The sensitization programme was under the auspices of the UNFPA and the Canada project in collaboration with the Regional Coordinating Council.

The Ghana Health Service, which is one of the implementation partners, through its Adolescent Health and Development Programme identifies the out of school young people as a priority population for intervention activities.

"Adolescence is the transition from childhood to adulthood. This period is when young people become aware of their sexual and reproductive capacities as well as needs and consequently rely on their families, peers, schools and health service providers for affirmation, advice and information.

This transition may catalyse a range of challenges including HIV infection, other sexually transmitted infections (STIs), unintended pregnancy, low education attainment or dropping out of education and training."

Ms Kuntu-Anaman said physical health and non-health challenges may also impact negatively on young people’s development and welfare, particularly young women.

She said the Ghana Health Service, in line with its mandate, implemented programmes and interventions to provide comprehensive health services and accurate information on health to enable young people to make healthy choices.

The Regional Focal Person said because the young people were not a homogenous group, they needed multi-component of interventions to ensure total health benefits.

She said the GHS took advantage of different platforms, including the establishment of school-based adolescent and youth-friendly health services to reach all categories of young people.

The service providers are trained to address the health issues of adolescents in schools and make referrals to appropriate facilities and institutions where necessary.

"However, not all adolescents and young people are in school and so in keeping in line with the principle of universal health coverage there is the need to design other interventions and programmes for adolescents and young people who are not in school to ensure that no one is left behind," she added.
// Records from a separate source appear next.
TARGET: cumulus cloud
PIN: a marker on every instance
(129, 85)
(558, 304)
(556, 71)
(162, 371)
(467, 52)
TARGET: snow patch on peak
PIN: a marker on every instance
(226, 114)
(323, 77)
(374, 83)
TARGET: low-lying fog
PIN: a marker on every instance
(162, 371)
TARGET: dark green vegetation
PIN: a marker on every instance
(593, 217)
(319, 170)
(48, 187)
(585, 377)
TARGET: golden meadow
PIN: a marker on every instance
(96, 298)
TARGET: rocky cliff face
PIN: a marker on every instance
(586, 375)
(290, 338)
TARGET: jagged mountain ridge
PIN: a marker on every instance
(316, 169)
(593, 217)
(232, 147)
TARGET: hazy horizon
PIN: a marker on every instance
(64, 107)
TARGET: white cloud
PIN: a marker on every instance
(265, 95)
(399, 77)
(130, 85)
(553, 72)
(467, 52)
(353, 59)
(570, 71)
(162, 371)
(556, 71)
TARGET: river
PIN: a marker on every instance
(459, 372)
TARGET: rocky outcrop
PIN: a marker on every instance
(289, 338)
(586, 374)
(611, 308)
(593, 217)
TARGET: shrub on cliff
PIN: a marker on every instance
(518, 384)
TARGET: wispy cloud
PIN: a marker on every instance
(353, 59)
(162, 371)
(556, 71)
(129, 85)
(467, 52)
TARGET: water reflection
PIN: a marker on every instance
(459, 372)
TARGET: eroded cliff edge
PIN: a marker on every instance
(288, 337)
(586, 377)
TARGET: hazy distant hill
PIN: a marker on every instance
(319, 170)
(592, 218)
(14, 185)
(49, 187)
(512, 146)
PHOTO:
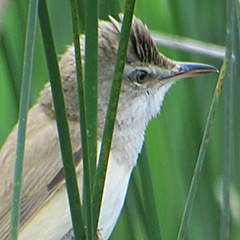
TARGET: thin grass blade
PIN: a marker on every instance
(112, 109)
(62, 123)
(149, 196)
(201, 156)
(24, 106)
(231, 92)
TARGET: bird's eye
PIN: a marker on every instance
(141, 76)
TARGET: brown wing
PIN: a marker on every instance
(42, 171)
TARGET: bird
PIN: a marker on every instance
(147, 77)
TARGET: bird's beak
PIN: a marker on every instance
(187, 69)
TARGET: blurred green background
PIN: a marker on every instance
(173, 138)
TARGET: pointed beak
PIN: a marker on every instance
(187, 69)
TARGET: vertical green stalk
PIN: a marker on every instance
(24, 106)
(62, 122)
(230, 89)
(81, 100)
(201, 156)
(112, 109)
(149, 196)
(91, 106)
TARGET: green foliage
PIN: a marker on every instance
(173, 138)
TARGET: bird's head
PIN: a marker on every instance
(146, 69)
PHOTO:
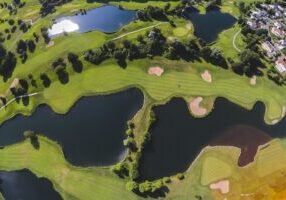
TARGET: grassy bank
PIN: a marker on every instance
(69, 181)
(180, 79)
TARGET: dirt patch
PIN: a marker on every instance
(189, 26)
(253, 80)
(247, 138)
(223, 186)
(51, 43)
(158, 71)
(195, 107)
(206, 76)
She said improved access and use of adolescent and youth-friendly health services among vulnerable and under-served young people was paramount.

Ms Kuntu-Anaman said out-of-school young people were hard to reach with sexual and reproductive health information and services.
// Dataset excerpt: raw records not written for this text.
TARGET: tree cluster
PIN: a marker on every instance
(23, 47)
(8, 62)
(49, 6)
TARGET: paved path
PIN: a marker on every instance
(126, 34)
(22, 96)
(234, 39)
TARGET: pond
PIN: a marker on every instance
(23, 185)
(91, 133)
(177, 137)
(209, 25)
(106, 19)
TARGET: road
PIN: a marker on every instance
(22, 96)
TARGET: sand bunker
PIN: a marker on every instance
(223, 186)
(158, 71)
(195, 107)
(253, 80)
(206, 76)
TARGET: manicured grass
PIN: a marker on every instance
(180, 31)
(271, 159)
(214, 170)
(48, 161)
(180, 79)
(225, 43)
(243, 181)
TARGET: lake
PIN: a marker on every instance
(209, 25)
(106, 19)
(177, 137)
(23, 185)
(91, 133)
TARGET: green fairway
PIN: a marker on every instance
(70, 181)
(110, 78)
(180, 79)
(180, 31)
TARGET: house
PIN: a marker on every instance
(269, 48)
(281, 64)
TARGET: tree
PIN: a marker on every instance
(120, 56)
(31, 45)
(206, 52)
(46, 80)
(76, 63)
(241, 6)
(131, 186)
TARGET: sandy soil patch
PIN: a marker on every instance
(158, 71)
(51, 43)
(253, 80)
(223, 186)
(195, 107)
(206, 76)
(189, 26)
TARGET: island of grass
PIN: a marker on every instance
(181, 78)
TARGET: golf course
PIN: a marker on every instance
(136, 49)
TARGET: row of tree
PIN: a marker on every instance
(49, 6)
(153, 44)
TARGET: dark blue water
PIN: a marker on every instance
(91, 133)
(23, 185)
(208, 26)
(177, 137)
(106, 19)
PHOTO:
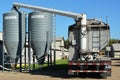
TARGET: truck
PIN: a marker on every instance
(88, 38)
(89, 47)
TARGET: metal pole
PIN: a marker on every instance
(20, 41)
(50, 57)
(33, 61)
(29, 49)
(3, 53)
(25, 50)
(54, 37)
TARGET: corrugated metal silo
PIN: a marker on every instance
(40, 25)
(13, 31)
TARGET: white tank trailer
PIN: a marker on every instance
(87, 38)
(40, 29)
(14, 23)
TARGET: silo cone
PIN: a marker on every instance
(12, 33)
(40, 26)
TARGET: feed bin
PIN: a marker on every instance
(14, 33)
(40, 28)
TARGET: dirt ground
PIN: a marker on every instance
(58, 75)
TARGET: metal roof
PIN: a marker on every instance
(116, 47)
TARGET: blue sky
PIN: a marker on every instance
(93, 8)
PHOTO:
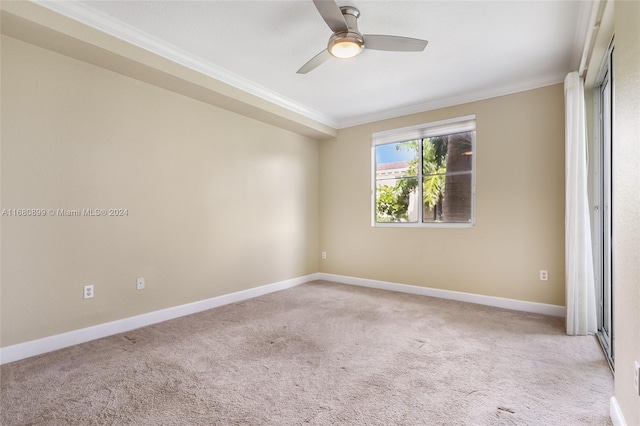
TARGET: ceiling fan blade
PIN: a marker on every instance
(332, 15)
(315, 62)
(394, 43)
The Focal Person said the GHS recognised this group and based on documented evidence on how to reach the out-of-school with SRH services, a set of interventions were selected for focus.

Community Health Nurses who lead these clubs at the sub-districts praised the UNFPA and Canada project for supporting their activities.
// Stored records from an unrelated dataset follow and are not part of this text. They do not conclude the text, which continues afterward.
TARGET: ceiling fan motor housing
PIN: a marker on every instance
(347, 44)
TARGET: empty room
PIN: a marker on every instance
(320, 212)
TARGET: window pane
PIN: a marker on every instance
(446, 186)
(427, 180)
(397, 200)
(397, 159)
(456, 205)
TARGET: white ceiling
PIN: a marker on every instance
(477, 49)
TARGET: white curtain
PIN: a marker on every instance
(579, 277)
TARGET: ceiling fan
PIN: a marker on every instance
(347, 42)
Ms Sheila Ampadu, the public health nurse for Wassa East District, encouraged the members of the Health Clubs to be good examples for other Adolescents to emulate.

She said it was better to abstain from sex at the early stage in life and urged the adolescents to always remember that rights came with responsibilities.

Ms Ampadu mentioned the SRHR services that are available at health facilities as counselling, health education, Family planning, ANC, and skilled delivery, among others.

She encouraged adolescents to visit the health centres for any of the services.

Ms Ampadu said testimonies showed that communities, which were previously leading in adolescent pregnancies, have recorded zero figures with the inception of the adolescent health clubs in the schools and communities.

Participants, who were drawn from Atobiase, Daboase, Essaman and Brofeyedur, pledged their commitment to abstain from early sexual activities and focus on their education.